El estilo de Javier Bardem
Javier Bardem es, sin duda, uno de los hombres más famosos de España si no el que más. Su larguísima y reputada trayectoria profesional está avalada por innumerables nominaciones y galardones de las más prestigiosas galas de premios cinematográficos. Su seriedad en el trabajo, siempre intentando alejarse de la prensa rosa, hace de Javier Bardem un actor no muy al uso, ya que son contadas las ocasiones en las que podemos verle hacer algún tipo de escueta declaración sobre su vida privada. Aún así, y a pesar de ser conocido tan sólo por su vida laboral, Bardem es uno de los hombres más deseados de España.

Atractivo donde los haya, su imagen dista del prototipo Brad Pitt y otros rubiales por el estilo, pero tiene un físico completamente cautivador. Quizá ahí radique su éxito entre las féminas, en un estilo fresco, natural, de apariencia no cuidada. Un pelo que luce un “perfecto desaliñado”, esa barbita de más de 3 días. Un hombre de los que había antes, “de pelo en pecho”, pero con una higiene impecable. En estos momentos en los que la edad empieza a marcar en él surcos de vivencias, sólo consigue que esas arruguitas se sumen al ya atractivo inicial.

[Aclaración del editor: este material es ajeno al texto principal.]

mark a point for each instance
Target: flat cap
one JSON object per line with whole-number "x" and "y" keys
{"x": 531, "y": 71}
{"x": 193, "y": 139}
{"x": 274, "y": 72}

Informal en vaqueros, chaqueta de cuero, americana combinada con jeans… Exquisito de esmoquin, traje o lo que quiera que se ponga. Tiene la mezcla ideal entre rudeza y elegancia. Se le ve cómodo en cualquiera de los estilos en los que se vista para según qué ocasión, y esa es otra de las claves imprescindibles para que suspiremos por él. Su cuerpo tiene las líneas perfectas. Espalda ancha, hombros, abdominales… pero todo en su justa medida. Natural como si trabajara en carga y descarga, no le notas machaque de gimnasio, algo que muchas de nosotras preferimos que sea así y no el típico musculitos que te da grima tocarlo no vaya a ser que explote. Si existe el hombre de físico perfecto, yo diría que es Bardem.